La struttura dell’emissione e la prima tranche

I titoli in questione, che presentano una vita residua di 183 giorni, coprono l’arco temporale compreso tra il 31 marzo 2026 e il 30 settembre 2026. L’importo base dell’emissione è stato fissato a 7.500 milioni di euro, ai quali si aggiunge una quota supplementare del 15% (equivalenti a 1.125 milioni). Si tratta, nello specifico, della prima tranche di un buono ordinario del Tesoro, una scelta che lascia intendere – senza mai dichiararlo apertamente – una certa gradualità nella strategia di funding a breve termine del Mef. Gli investitori che hanno aderito riceveranno il rimborso del capitale alla scadenza, senza cedole intermedie, dato il profilo tipico dei bot.

I prossimi appuntamenti con i btp ad aprile

Volgendo lo sguardo al calendario delle emissioni di aprile 2026, si notano due collocamenti dedicati ai btp con scadenze medio-lunghe. Il primo è previsto per il 10 aprile, il secondo per il 29 aprile. A differenza dei bot semestrali, questi titoli di Stato riconoscono interessi a tasso fisso con pagamento semestrale delle cedole; la loro durata spazia dai 3 anni – una finestra relativamente breve per un btp – fino ai 50 anni, un orizzonte ultralungo che intercetta prevalentemente investitori istituzionali. La remunerazione per chi sottoscrive, va ricordato, deriva da due componenti: da un lato le cedole periodiche, dall’altro l’eventuale differenza positiva tra il prezzo di collocamento e il valore nominale rimborsato alla scadenza.
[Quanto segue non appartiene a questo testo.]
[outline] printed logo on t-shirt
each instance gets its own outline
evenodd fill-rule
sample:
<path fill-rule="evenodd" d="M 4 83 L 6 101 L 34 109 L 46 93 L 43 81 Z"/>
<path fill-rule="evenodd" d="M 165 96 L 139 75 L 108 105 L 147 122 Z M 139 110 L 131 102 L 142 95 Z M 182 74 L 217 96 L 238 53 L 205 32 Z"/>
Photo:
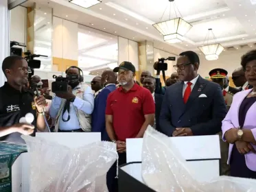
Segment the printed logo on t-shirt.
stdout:
<path fill-rule="evenodd" d="M 31 102 L 31 107 L 32 108 L 32 110 L 36 110 L 36 106 L 34 102 Z"/>
<path fill-rule="evenodd" d="M 132 102 L 134 103 L 134 104 L 137 104 L 139 103 L 139 99 L 137 97 L 133 97 L 132 100 Z"/>
<path fill-rule="evenodd" d="M 8 106 L 6 108 L 7 112 L 14 112 L 14 111 L 17 111 L 17 110 L 20 110 L 19 105 L 10 105 Z"/>

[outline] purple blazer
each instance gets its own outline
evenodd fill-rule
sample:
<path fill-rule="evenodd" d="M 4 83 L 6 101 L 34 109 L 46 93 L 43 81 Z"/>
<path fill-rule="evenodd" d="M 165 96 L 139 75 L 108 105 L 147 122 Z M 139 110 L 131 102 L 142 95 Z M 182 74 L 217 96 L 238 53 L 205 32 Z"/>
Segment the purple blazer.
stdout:
<path fill-rule="evenodd" d="M 222 139 L 226 141 L 226 139 L 224 136 L 225 132 L 230 129 L 233 128 L 239 127 L 239 108 L 244 99 L 249 94 L 251 89 L 243 91 L 236 93 L 233 97 L 233 101 L 231 106 L 226 114 L 225 119 L 222 121 Z M 249 108 L 246 113 L 246 116 L 244 120 L 244 124 L 243 129 L 251 130 L 254 138 L 256 139 L 256 102 L 255 102 L 252 106 Z M 229 144 L 229 158 L 228 164 L 229 164 L 230 157 L 233 149 L 233 144 Z M 255 149 L 256 149 L 256 145 L 253 145 Z M 248 169 L 252 171 L 256 171 L 256 154 L 253 152 L 249 152 L 244 155 L 246 166 Z"/>

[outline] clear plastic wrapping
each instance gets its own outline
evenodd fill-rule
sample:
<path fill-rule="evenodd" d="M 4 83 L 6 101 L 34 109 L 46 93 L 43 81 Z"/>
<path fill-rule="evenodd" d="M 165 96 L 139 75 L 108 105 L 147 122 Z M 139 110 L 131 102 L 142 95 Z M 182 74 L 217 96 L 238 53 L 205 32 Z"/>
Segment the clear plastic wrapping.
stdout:
<path fill-rule="evenodd" d="M 70 149 L 22 136 L 30 157 L 32 192 L 107 192 L 106 176 L 118 155 L 116 144 L 99 141 Z"/>
<path fill-rule="evenodd" d="M 192 169 L 170 139 L 148 127 L 142 149 L 142 178 L 159 192 L 255 192 L 256 180 L 220 176 L 209 182 L 194 179 Z"/>

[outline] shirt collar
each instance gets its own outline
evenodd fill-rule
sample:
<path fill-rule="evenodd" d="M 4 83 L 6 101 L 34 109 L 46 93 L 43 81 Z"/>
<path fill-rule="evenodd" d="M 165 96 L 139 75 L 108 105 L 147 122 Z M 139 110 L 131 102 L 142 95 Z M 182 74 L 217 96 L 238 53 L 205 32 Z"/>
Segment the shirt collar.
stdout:
<path fill-rule="evenodd" d="M 189 82 L 191 82 L 192 84 L 195 84 L 198 77 L 199 77 L 199 75 L 198 75 L 196 78 L 191 80 Z M 188 82 L 184 82 L 184 84 L 187 84 Z"/>
<path fill-rule="evenodd" d="M 139 86 L 137 83 L 135 83 L 135 84 L 133 85 L 132 88 L 129 90 L 129 91 L 135 91 L 138 89 L 139 87 Z M 123 86 L 120 86 L 119 88 L 118 88 L 118 90 L 119 91 L 123 91 Z"/>
<path fill-rule="evenodd" d="M 248 82 L 246 82 L 245 84 L 242 86 L 242 88 L 244 90 L 245 88 L 248 86 Z"/>
<path fill-rule="evenodd" d="M 224 90 L 225 90 L 226 91 L 229 91 L 229 86 L 228 86 L 227 87 L 226 87 L 226 88 L 224 88 Z"/>

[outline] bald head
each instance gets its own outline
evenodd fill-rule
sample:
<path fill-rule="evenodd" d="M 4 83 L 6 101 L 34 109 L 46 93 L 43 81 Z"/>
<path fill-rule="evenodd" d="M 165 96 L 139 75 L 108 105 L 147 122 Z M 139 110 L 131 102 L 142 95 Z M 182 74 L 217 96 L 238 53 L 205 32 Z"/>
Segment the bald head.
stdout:
<path fill-rule="evenodd" d="M 101 84 L 102 86 L 109 84 L 116 84 L 117 74 L 111 70 L 106 70 L 103 71 L 101 77 Z"/>
<path fill-rule="evenodd" d="M 142 71 L 141 75 L 141 80 L 140 80 L 141 84 L 143 83 L 145 77 L 148 76 L 151 76 L 151 73 L 150 71 Z"/>
<path fill-rule="evenodd" d="M 232 73 L 232 80 L 236 87 L 242 86 L 246 82 L 245 73 L 242 67 L 240 67 Z"/>

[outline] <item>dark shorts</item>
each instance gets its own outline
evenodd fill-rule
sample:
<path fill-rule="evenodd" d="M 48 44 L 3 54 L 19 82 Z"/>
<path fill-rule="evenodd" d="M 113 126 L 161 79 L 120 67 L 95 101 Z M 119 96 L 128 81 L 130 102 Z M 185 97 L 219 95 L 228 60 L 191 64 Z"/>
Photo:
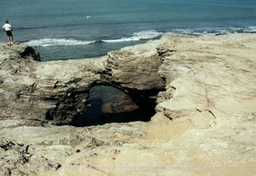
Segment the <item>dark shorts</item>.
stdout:
<path fill-rule="evenodd" d="M 6 30 L 6 35 L 7 35 L 7 36 L 12 36 L 12 31 Z"/>

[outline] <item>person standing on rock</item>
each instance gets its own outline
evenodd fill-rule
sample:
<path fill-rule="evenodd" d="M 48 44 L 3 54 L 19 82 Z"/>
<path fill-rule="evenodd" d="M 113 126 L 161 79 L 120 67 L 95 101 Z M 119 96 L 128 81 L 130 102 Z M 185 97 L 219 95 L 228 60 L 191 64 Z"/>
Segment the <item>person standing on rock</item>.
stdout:
<path fill-rule="evenodd" d="M 3 26 L 3 30 L 5 30 L 6 32 L 6 35 L 7 35 L 7 37 L 9 41 L 9 44 L 13 44 L 13 36 L 12 36 L 12 26 L 10 26 L 10 24 L 9 24 L 9 21 L 6 21 L 6 23 Z"/>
Il riacquisto di quattro btp da parte del Mef

Parallelamente alle operazioni di nuova emissione, il Ministero dell’economia e delle finanze ha comunicato un’iniziativa di segno opposto: giovedì 2 aprile 2026 procederà al riacquisto di quattro btp tramite un’asta competitiva riservata esclusivamente agli specialisti in titoli di Stato. L’importo massimo messo a disposizione per questa operazione è di 3 miliardi di euro, una cifra non certo trascurabile. A finanziare il riacquisto saranno le eccedenze di cassa disponibili sul “Conto disponibilità” che il Tesoro detiene presso la Banca d’Italia; un meccanismo, questo, che consente di gestire la liquidità in eccesso senza ricorrere a nuova emissione di debito, riducendo al contempo il peso degli interessi passivi sul bilancio pubblico.